没一会徐玉朗果然急了,怕她生气一样的,着急忙慌地让她别介意:“我、我是觉得你既然能认字,身份应当比其他婢女高些。而且平日里见那位叫采郁的姑娘对你总是带着恭敬,你的衣着打扮又被她高出不少,我这才有此猜测。”
说他彬彬有礼是正人君子,不开口时没一人会怀疑。只是这一开口,周念蕴打趣他:“亏得大人一副温润读书人的模样,竟将女子看的这样透彻。”
徐玉朗不禁说,呆愣愣的“啊”一声,回过神臊的脖子也红了。但听周姑娘的意思,他这是猜对了。

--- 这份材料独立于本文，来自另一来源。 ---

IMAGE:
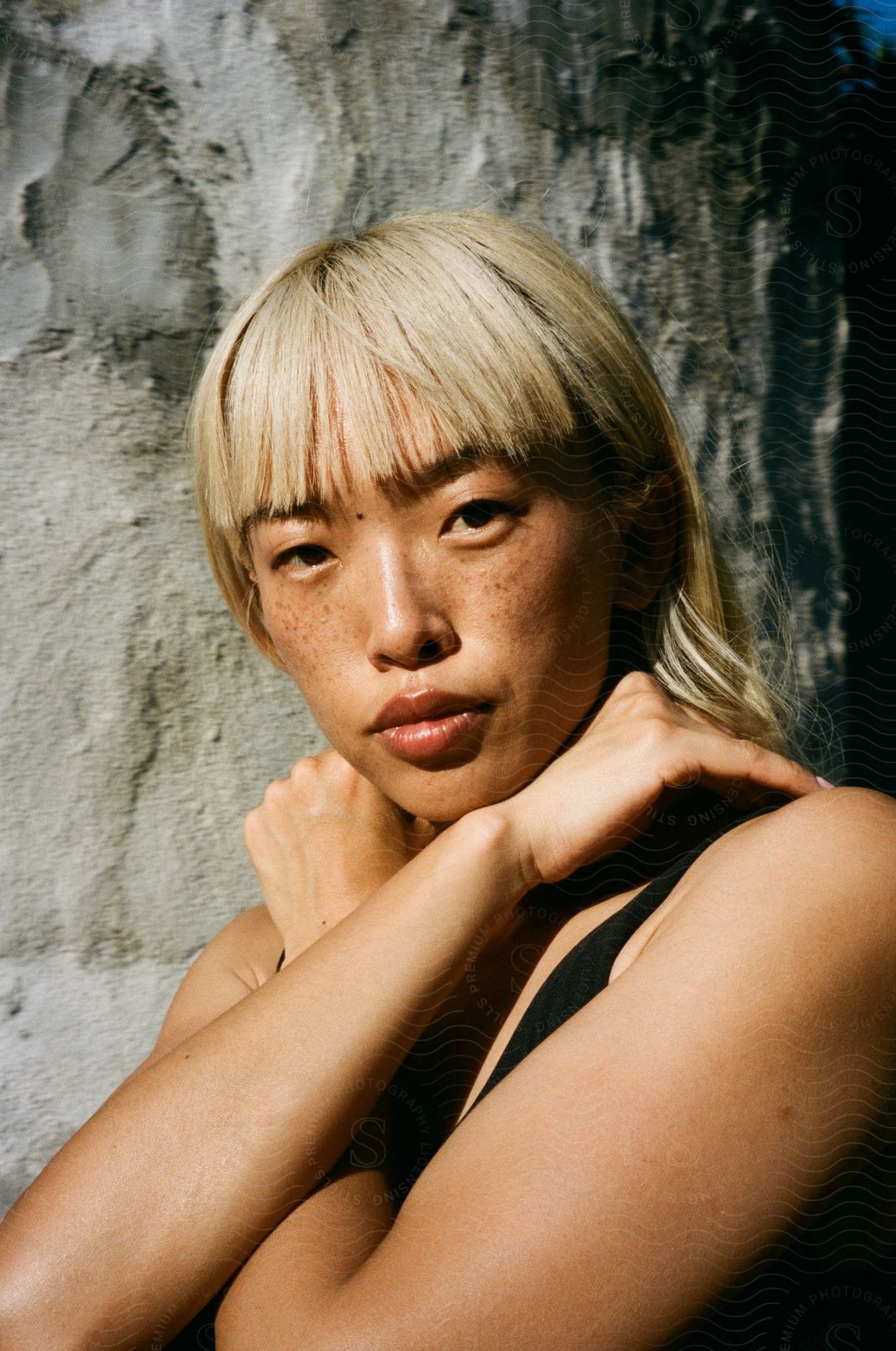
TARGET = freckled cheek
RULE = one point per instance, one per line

“云小姐家世不低?”贴身婢女亦识文断字气度不凡,非一般家底能有的。
周念蕴听他接连提到“云小姐”,不知他意欲为何,这才应下来,脑袋里突然回想起赵闰说他动力不纯的话。
徐玉朗毫无察觉,接着又问:“她脾气秉性如何?”
“自是上佳。”周念蕴不动声色地夸赞自己,才想添油加醋一番,徐玉朗问题又来了。
“云小姐对你可好?可能引见?”
这话一出,周念蕴心头一刺,顿时把脸一摆:“好呀!原来千方百计的打这个主意呢!”说不清心里是何感想,隐约像是种被人背叛的气恨。可她与徐玉朗还未在一条船上,何来背叛一说?
“打什么主意?”徐玉朗不明所以重复她的话,半晌没能意会,直到姑娘愤然要离开。
他顾不得了,快步过来挡在门口,拦住周念蕴的去路:“我是在打个主意,只是不知跟你说的是不是同一个……”
周念蕴正在气头上,不肯听他解释,忽左忽右地想找地儿出门去:“让开!”
“我想替你赎身!”
屋里顿时静了。周念蕴哑然,张了张嘴什么话也没说得出。
徐玉朗左顾右盼不敢看她。他做这决定时不觉得羞涩,问话时不觉得丢人,掏出了真心反而觉得难堪了:“朝中赏了银两,我全都存起来了。为你赎身,也不知道够不够……”
原来是没银子没底气。平时这样窝囊的话周念蕴听也不想听,但此时只觉得字字听到耳朵里都烫人。
徐玉朗真诚的眸子发着亮,她别来眼。本就是抱着别样的意图来的,可眼前人一片赤诚,反而让她有些不安了。